New Rhino-ArchiCAD Link
The Rhino-ArchiCAD link converts a Rhino model into ArchiCAD geometry. The container of the Rhino-based model is GDL, which is ArchiCAD’s generic object format. For larger and complex models, Graphisoft has introduced the option to convert a Rhino model into a set of smaller GDL objects. This process enables the user to retain separate logical parts within the same model while providing a functionality to monitor and easily update the imported Rhino models in ArchiCAD. The LCF option is also advised to enable ArchiCAD’s performance optimization algorithm to work seamlessly on an imported large Rhino model.

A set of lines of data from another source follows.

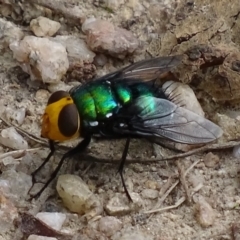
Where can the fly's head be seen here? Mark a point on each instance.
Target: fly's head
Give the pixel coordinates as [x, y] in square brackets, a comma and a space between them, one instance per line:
[61, 120]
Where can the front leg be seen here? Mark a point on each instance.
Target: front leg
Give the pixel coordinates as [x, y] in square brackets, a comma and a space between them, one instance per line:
[78, 149]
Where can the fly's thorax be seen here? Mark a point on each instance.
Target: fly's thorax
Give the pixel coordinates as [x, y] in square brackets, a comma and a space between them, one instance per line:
[60, 121]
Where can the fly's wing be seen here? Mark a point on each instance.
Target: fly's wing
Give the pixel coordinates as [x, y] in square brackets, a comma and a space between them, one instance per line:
[162, 118]
[145, 70]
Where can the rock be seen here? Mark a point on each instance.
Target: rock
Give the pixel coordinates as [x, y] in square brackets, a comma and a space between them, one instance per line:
[80, 57]
[41, 58]
[42, 96]
[8, 213]
[77, 197]
[211, 160]
[19, 184]
[17, 115]
[5, 10]
[236, 151]
[100, 60]
[204, 213]
[54, 220]
[236, 231]
[182, 95]
[119, 205]
[150, 194]
[44, 27]
[134, 235]
[9, 137]
[59, 86]
[36, 237]
[77, 49]
[109, 225]
[9, 33]
[111, 5]
[104, 37]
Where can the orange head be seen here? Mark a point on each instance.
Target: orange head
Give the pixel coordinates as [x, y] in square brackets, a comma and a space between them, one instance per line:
[61, 120]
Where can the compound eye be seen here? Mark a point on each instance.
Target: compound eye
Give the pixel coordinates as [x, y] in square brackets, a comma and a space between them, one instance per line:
[68, 120]
[56, 96]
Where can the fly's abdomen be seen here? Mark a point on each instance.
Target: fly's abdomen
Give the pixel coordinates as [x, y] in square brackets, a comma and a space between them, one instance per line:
[99, 101]
[96, 101]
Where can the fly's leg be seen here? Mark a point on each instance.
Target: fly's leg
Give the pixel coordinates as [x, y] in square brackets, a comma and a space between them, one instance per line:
[121, 167]
[78, 149]
[52, 150]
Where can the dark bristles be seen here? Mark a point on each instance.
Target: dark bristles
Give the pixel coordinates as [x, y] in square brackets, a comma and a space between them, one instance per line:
[68, 120]
[56, 96]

“We welcome Rhinoceros (Rhino) into the ArchCAD community,” said László Vértesi, Graphisoft Vice President of Product Development. “Rhino provides a robust modeling capability that nicely compliments the ArchiCAD BIM solution.”

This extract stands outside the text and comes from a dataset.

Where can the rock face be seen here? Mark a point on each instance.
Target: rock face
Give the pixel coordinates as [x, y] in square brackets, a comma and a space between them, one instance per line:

“Our users always want better integration with the other tools that they use,” said Robert McNeel, CEO, Robert McNeel & Associates. “We are delighted to be working with Graphisoft to meet our users’ demands,” he added.

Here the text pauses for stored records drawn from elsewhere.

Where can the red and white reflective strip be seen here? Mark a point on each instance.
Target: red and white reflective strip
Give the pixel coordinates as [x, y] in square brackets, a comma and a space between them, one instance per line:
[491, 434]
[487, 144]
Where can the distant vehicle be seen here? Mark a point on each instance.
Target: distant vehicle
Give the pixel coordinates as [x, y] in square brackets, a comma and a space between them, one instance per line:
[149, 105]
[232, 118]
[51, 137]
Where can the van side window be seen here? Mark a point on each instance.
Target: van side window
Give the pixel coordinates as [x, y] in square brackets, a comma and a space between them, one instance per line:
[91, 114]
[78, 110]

This technology has been developed as part of an ongoing collaboration between Graphisoft and Nikken Sekkei of Japan, that aims to develop future technologies for architectural design.
For more information on the new Rhino add-on for ArchiCAD, please visit the following link.
Architosh Commentary
The ArchiCAD add-on software for Rhino-to-ArchiCAD link is for ArchiCAD 18 has been in the works as a cooperative effort between Graphisoft and Nikken Sekkei. We wrote about this in early 2014 when we traveled to Japan for Graphisoft’s BIMcloud announcement. In our feature on Nikken Sekkei the discussion of Rhino’s importance came to light, so much so that the two companies had been working together to more streamline the process of bringing in Rhino models into the BIM tool the enterprise scaled architecture firm had standardized around.
MORE: Focus: Visiting Nikken Sekkei and Discussing BIM and GRAPHISOFT
Originally, Nikken Sekkei with their own software developers wrote a converter application that took Rhino models to ArchiCAD 17. The company also wrote converters between Tekla and Building3D, its own proprietary structural analysis program. At the time, back in late March 2014, Graphisoft said that its agreement with the Japanese architecture giant meant that its cooperative custom programming efforts were non-exclusive. (see image below).
One final note about this announcement is that Rhino has been very much talked about in our feature on BIG (Bjark Ingels Group) and in fact its their primary design tool. It’s interesting that Graphisoft’s sister company, Nemetschek Vectorworks, chose an alternative path in selecting to add in the missing visual-scripting component to its onboard Parasolid-based modeling technology. What we see with the Nemetschek Group companies is that they sometimes take different paths to similar ends.